Despite major technical advances in process, control and plant environments in recent years, workers still face a wealth of mechanical hazards – in particular to their hands.

According to the HSE, process, plant and machine operatives in the UK’s manufacturing sector(1) have significantly higher rates of injury compared to workers in other sectors. In particular, contact with machinery and handling, lifting or carrying injuries are two of the most common issues.

This is reflected in a survey undertaken in the manufacturing sector by the European Union Occupational Safety and Health which revealed that for 85% of businesses(2), protecting workers against machinery and tools was the biggest health risk they faced.

And as technology within plants have increased so too has fibre and materials technology used to manufacture protective gloves.

In fact, so fast has their development been, that they outpaced traditional testing standards, driving the introduction of a new EN 388:2016 standard.

Here, Nicholas Green, Corporate Accounts Director at international hand protection specialist Globus looks at the fundamental changes in the new standard.

So Why Change?

Although EN 388:2003 results were seen as a satisfactory indicator for lower cut resistance gloves, a number of flaws were identified for higher cut resistance (cut Level 4-5) ones, grouping together gloves where potentially large performance variances existed.

Why Did It Matter?

Accurate data is an essential element of a successful hand protection programme.
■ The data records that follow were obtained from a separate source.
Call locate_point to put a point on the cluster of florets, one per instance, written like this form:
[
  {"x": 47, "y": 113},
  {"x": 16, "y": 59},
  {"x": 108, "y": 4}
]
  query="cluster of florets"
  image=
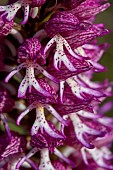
[{"x": 57, "y": 63}]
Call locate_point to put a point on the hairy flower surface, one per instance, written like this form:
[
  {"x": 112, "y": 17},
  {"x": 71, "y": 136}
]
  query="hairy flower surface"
[
  {"x": 29, "y": 79},
  {"x": 53, "y": 57}
]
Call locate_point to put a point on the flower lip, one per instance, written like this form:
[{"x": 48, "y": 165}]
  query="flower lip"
[{"x": 29, "y": 50}]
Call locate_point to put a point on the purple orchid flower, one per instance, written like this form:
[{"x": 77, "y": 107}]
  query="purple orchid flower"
[{"x": 27, "y": 53}]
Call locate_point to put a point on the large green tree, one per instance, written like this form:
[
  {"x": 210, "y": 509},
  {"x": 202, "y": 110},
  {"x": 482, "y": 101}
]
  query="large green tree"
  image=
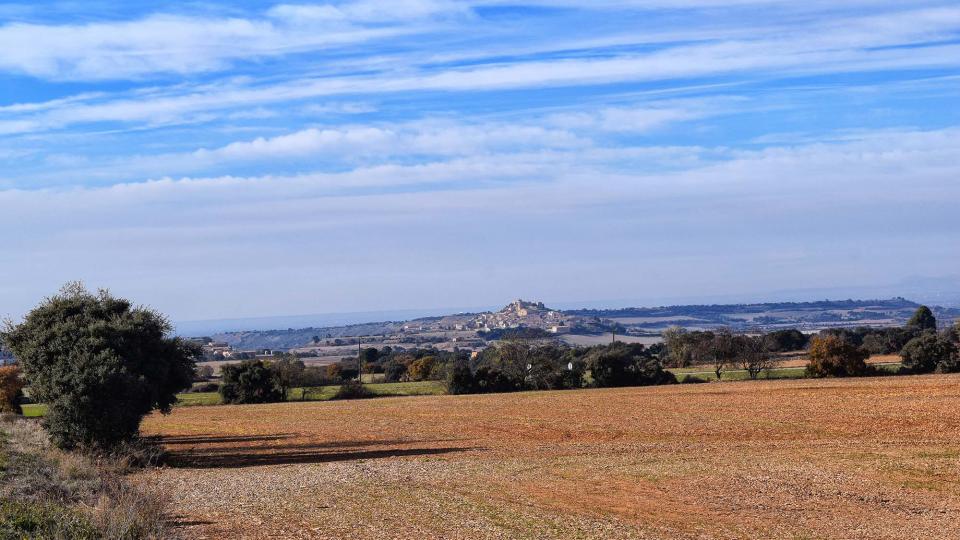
[
  {"x": 100, "y": 363},
  {"x": 923, "y": 319},
  {"x": 930, "y": 352}
]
But the pace at which fibre technology developed was making it increasingly challenging for H&S professionals to determine exact levels of cut performance using old EN 388 data. The scoring categories were not able to accurately reflect the performance variances seen in higher level cut resistance.

Under the old Standard, a glove with a cut index of 5 would be classed as having the same cut resistance as a glove with a cut index of 9.9 – almost twice the level of cut resistance.

So enter EN 388:2016 providing accurate performance data to enable a more informed decision about the level of protection offered by a specific glove.

Whilst manufacturers can introduce gloves on to the market with EN 388: 2003 certification until 21st April 2019, it is important to understand what the new standard means now.

Introducing EN 388:2016

Many of the fundamental aspects of EN 388:2003 remain. The test determines a protective glove’s performance against the primary mechanical hazards:

  • Abrasion
  • Blade Cut
  • Tear
  • Puncture

Every glove achieves a performance rating expressed by a pictogram, followed by four numbers representing performance against each specific hazard. The higher the numerical rating (0-4 for abrasion, tear and puncture / 0-5 for blade cuts), the higher the protection offered.

New to the Standard

Two new cut tests have been introduced, including one using the EN ISO 13997 approach.

The ISO 13997 (TDM) has become the reference point for EN cut protection. Performance levels remain the same as the 2003 version, with one significant exception; there are now six letter-based classification levels.

Levels A (2N), B (5N) and C (10N) are new, level D (15N) is higher than the current ISO cut level 4 (13N), level E (22N) is the same as the current ISO cut level 5, while level F (30N) is a new, higher cut level.

Results will be categorised as follows:

Abrasion and Impact Developments

In addition, new testing protocols covering abrasion and impact resistance have been created.

Abrasion Testing

Under the new test, the type of abrasive paper used for the test has changed. To measure the abrasion resistance, the glove material is fitted to a Martindale abrasion machine and the rubbing head moves over the material in an elliptical motion over a table covered with 180 grit abrasive material.

The number of cycles required to make a hole in the material will relate to the 1-4 level of abrasion performance.

Impact Resistance Testing

This test is carried out in accordance with EN 13594:2015 6.9 Protective Gloves for Motorcycle Riders. The protective material/area is tested by being secured to a domed anvil and impacted with a 2.5kg flat face striker and energy of 5J. Gloves must meet the requirement of level 1 of EN 13594:2015 – the mean transmitted force shall be ≤7.0kN with no single results greater than ≤9.0kN.

If the glove meets this requirement, a ‘P’ is added as the last digit to the EN388: 2016 glove marking.

These results are reflected in a new pictogram performance format:

  • Abrasion Resistance 1-4
  • Circular Blade Cut Resistance 1-5
  • Tear Resistance 1-4
  • Puncture Resistance 1-4
  • Straight Blade Cut Resistance A-F
  • Impact resistance P

In Conclusion

The new EN 388 standard provides H&S managers with better performance data to guide hand protection decisions. It’s important to remember that the most effective protection from cuts is a combination of many factors. Not just the fibres of the glove or the number achieved from a cut score.

Education and training also plays a massive part in helping bring down the hand injury rates.